Un documentario presentato lo scorso ottobre alla Festa del Cinema di Roma – “Il Re di Napoli. Storia e leggenda di Mario Merola” ‒ viene proposto da Rai 3, il 4 febbraio, in prima serata, e racconta l’uomo e l’artista diventato uno dei simboli della città di Napoli, ambasciatore della canzone e della cultura partenopea nel mondo.

Un artista nato come cantante melodico, con una grande estensione vocale, celebrato come un re non solo nella sua città, ma anche all’estero, soprattutto tra gli emigrati italiani in America. Alcuni di loro potevano aver dimenticato, o non conoscere la lingua italiana, ma conoscevano lui e le sue canzoni, grazie alle quali tornavano idealmente a casa, in quell’Italia che avevano lasciato o che non avevano mai visto. Ai loro occhi, Merola appariva come il compaesano che, dal quartiere Sant’Anna alle Paludi, con un’istruzione interrotta alla terza elementare e i suoi inizi come portuale, era diventato famoso vincendo il primo premio ad un concorso per voci nuove e costruendo la sua carriera grazie al revival della sceneggiata.

“Mario Merola”, ha affermato il regista del documentario, Massimo Ferrari, “è stato un grande artista e un grande personaggio, tale che per raccontarlo bisogna innanzitutto entrare nel suo mondo, in ciò che ha rappresentato e rappresenta per un intero popolo, che ha il suo cuore a Napoli ma che è disseminato in molte parti del mondo, dagli Stati Uniti all’Australia. È il re della sceneggiata, colui che ha fatto rinascere un genere nato nei primi anni del Novecento e lo ha portato a vette di popolarità impensabili”.

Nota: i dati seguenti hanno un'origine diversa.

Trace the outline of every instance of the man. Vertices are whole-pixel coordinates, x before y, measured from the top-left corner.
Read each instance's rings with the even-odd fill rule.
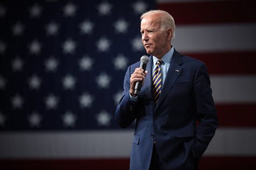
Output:
[[[146,71],[140,62],[128,68],[115,113],[122,128],[136,119],[130,169],[196,169],[218,126],[206,67],[172,47],[175,25],[168,12],[150,11],[141,19],[151,56]],[[143,86],[136,96],[138,81]]]

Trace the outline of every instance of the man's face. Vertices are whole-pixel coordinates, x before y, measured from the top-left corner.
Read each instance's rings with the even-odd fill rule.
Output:
[[[141,33],[147,53],[161,58],[170,50],[170,39],[168,36],[169,32],[161,31],[158,18],[155,15],[145,17],[141,20]]]

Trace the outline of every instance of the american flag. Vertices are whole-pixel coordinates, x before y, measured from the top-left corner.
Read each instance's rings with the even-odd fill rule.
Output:
[[[171,13],[173,45],[207,66],[220,127],[200,169],[256,169],[255,1],[0,1],[0,169],[128,169],[114,112],[146,54],[140,16]]]

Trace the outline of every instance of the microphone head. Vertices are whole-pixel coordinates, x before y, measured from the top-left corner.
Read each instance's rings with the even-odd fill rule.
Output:
[[[148,61],[149,61],[149,57],[146,55],[143,55],[141,58],[141,62],[148,63]]]

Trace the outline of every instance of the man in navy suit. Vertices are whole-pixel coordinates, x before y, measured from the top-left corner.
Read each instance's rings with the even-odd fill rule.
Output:
[[[140,62],[128,68],[115,113],[122,128],[136,120],[130,169],[196,169],[218,123],[206,67],[171,45],[175,25],[168,12],[150,11],[141,20],[149,61],[145,71]]]

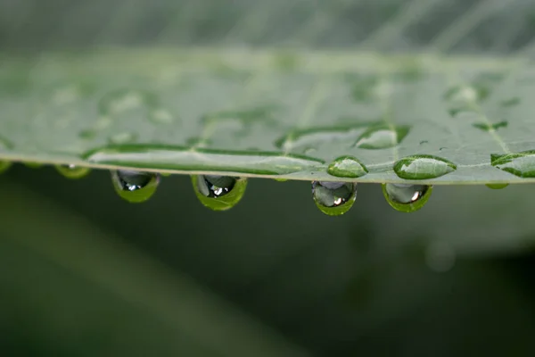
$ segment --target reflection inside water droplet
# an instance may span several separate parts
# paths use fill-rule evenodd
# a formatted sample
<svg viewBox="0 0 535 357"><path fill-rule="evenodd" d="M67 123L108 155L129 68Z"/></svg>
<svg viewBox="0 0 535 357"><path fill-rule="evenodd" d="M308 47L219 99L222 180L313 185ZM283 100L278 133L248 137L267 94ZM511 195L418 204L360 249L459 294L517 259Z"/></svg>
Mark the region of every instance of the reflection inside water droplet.
<svg viewBox="0 0 535 357"><path fill-rule="evenodd" d="M353 206L357 198L357 184L314 181L312 197L322 212L329 216L339 216Z"/></svg>
<svg viewBox="0 0 535 357"><path fill-rule="evenodd" d="M75 165L56 165L56 170L67 178L81 178L87 176L91 170L89 168Z"/></svg>
<svg viewBox="0 0 535 357"><path fill-rule="evenodd" d="M197 175L192 177L199 201L214 211L235 206L245 193L247 179L229 176Z"/></svg>
<svg viewBox="0 0 535 357"><path fill-rule="evenodd" d="M0 161L0 173L5 172L12 165L12 162Z"/></svg>
<svg viewBox="0 0 535 357"><path fill-rule="evenodd" d="M137 203L154 195L160 183L160 175L154 172L119 170L111 172L111 180L119 195L130 203Z"/></svg>
<svg viewBox="0 0 535 357"><path fill-rule="evenodd" d="M383 194L397 211L411 212L421 209L429 200L432 187L411 184L383 184Z"/></svg>

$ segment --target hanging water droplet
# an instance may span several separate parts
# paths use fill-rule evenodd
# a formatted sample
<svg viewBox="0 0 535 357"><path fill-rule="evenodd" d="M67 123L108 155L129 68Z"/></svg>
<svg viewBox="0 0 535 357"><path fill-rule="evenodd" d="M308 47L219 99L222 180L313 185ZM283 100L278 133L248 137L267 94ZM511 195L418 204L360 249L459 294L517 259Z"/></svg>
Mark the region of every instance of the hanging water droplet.
<svg viewBox="0 0 535 357"><path fill-rule="evenodd" d="M56 165L56 170L67 178L82 178L87 176L91 169L76 165Z"/></svg>
<svg viewBox="0 0 535 357"><path fill-rule="evenodd" d="M7 170L12 165L12 162L6 162L0 160L0 173L7 171Z"/></svg>
<svg viewBox="0 0 535 357"><path fill-rule="evenodd" d="M410 184L383 184L386 202L396 211L411 212L418 211L427 203L432 186Z"/></svg>
<svg viewBox="0 0 535 357"><path fill-rule="evenodd" d="M340 216L353 206L357 199L357 184L314 181L312 197L322 212L329 216Z"/></svg>
<svg viewBox="0 0 535 357"><path fill-rule="evenodd" d="M368 172L362 162L353 156L341 156L327 169L327 173L337 178L359 178Z"/></svg>
<svg viewBox="0 0 535 357"><path fill-rule="evenodd" d="M111 180L119 196L132 203L138 203L154 195L160 183L160 175L154 172L119 170L111 171Z"/></svg>
<svg viewBox="0 0 535 357"><path fill-rule="evenodd" d="M509 184L486 184L485 186L492 189L502 189L506 188Z"/></svg>
<svg viewBox="0 0 535 357"><path fill-rule="evenodd" d="M399 144L401 140L408 134L407 126L391 128L387 125L381 125L370 128L366 130L357 142L355 146L361 149L387 149Z"/></svg>
<svg viewBox="0 0 535 357"><path fill-rule="evenodd" d="M490 164L520 178L535 178L535 151L491 154Z"/></svg>
<svg viewBox="0 0 535 357"><path fill-rule="evenodd" d="M407 156L394 164L396 175L405 179L435 178L456 170L455 163L432 155Z"/></svg>
<svg viewBox="0 0 535 357"><path fill-rule="evenodd" d="M214 211L226 211L235 206L245 193L247 179L229 176L192 176L193 190L199 201Z"/></svg>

Il genere riportato al successo da Merola nasce ispirandosi ai testi del poeta e scrittore partenopeo Libero Bovio (tra gli altri, “Zappatore” e “Lacrime napulitane”), convinto che una canzone dovesse avere una trama come un romanzo in quanto espressione dei sentimenti dell’autore e della sua capacità di immedesimarsi nelle storie e nelle passioni dei suoi personaggi. “La sceneggiata è una canzone”, diceva Merola, “e da questa canzone si prende il soggetto e si fa la sceneggiata. Da soli non si può fare: ci sono isso, essa e ’o malamente, cioè il primo attore, la primadonna e il cattivo”. Repertori, quelli di Bovio e di Salvatore Di Giacomo (tra gli artefici dell’epoca d’oro della canzone napoletana) che sembravano scritti per Merola, capace di catturare l’attenzione del pubblico con la sua presenza scenica, facendolo immedesimare nei personaggi e nelle storie delle canzoni, e suscitando emozioni e commozione.

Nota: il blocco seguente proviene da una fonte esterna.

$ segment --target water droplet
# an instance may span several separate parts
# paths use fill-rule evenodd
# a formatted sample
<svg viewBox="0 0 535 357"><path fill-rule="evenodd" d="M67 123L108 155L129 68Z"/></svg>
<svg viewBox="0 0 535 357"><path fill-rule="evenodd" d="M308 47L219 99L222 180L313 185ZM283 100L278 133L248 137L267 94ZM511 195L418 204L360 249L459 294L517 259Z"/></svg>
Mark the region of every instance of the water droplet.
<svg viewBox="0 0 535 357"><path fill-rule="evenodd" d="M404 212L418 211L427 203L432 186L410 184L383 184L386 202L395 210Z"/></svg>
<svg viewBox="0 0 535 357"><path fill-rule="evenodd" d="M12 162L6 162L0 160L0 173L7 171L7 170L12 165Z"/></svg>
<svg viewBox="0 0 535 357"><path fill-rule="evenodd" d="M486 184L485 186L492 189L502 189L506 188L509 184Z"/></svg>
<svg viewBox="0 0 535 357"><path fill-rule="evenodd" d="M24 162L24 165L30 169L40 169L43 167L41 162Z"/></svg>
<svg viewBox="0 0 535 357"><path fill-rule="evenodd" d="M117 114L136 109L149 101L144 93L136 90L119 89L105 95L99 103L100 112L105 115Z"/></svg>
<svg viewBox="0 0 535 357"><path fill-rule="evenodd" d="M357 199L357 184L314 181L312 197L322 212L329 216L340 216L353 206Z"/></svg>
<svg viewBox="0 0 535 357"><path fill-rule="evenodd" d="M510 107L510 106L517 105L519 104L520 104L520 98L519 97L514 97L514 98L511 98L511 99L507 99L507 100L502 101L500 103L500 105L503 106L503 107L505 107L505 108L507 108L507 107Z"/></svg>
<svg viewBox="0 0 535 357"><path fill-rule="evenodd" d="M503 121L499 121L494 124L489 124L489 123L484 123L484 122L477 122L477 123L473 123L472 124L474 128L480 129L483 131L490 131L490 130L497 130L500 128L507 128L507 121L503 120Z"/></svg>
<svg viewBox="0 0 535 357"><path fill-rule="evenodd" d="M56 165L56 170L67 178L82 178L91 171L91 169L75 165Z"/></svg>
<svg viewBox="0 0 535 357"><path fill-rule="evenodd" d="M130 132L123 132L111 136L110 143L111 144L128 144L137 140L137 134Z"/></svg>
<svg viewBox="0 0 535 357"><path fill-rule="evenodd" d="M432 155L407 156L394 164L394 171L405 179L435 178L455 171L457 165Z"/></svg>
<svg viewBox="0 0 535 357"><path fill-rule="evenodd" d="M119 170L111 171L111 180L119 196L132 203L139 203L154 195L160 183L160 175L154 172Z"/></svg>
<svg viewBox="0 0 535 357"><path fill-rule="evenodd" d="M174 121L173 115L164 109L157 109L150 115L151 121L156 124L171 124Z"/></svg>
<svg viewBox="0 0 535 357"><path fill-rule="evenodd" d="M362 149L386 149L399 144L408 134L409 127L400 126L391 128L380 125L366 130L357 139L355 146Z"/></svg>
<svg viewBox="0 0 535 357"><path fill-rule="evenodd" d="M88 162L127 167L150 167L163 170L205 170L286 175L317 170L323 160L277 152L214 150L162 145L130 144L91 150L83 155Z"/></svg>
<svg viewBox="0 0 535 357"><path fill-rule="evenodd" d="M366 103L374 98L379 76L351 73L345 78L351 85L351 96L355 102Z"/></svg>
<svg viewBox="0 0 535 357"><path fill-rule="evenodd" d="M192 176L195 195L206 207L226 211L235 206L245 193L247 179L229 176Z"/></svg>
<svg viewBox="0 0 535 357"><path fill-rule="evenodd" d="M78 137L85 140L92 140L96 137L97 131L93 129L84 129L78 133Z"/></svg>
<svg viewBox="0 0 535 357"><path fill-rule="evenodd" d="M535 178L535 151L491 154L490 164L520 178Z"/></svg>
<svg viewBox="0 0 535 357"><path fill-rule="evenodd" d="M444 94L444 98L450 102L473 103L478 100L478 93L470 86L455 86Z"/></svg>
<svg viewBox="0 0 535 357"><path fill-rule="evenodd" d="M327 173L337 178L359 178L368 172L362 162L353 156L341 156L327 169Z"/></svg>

Nella sceneggiata, Mario Merola “era isso, cioè un uomo forte e buono, il personaggio positivo che ha in sé il tratto della violenza, ma è il normotipo di chi subisce un torto”, ha detto lo scrittore Maurizio De Giovanni. “La prevedibilità del genere, che si conclude sempre con la vittoria del buono e la sconfitta del cattivo, rende la sceneggiata comunque coinvolgente, capace di far emozionare chi vuole emozionarsi”.

I successi teatrali di Merola gli hanno aperto le porte del mondo del cinema negli anni ’70 e ’80, quando le sue sceneggiate più celebri sono diventate film, con esiti positivi anche al botteghino.

Mario Merola ha raccontato Napoli ai napoletani e non solo, presentandosi sulla scena come nella vita senza maschera, con le sue doti interpretative, le sue passioni (la famiglia, il cibo e il gioco), e la sua arte popolare.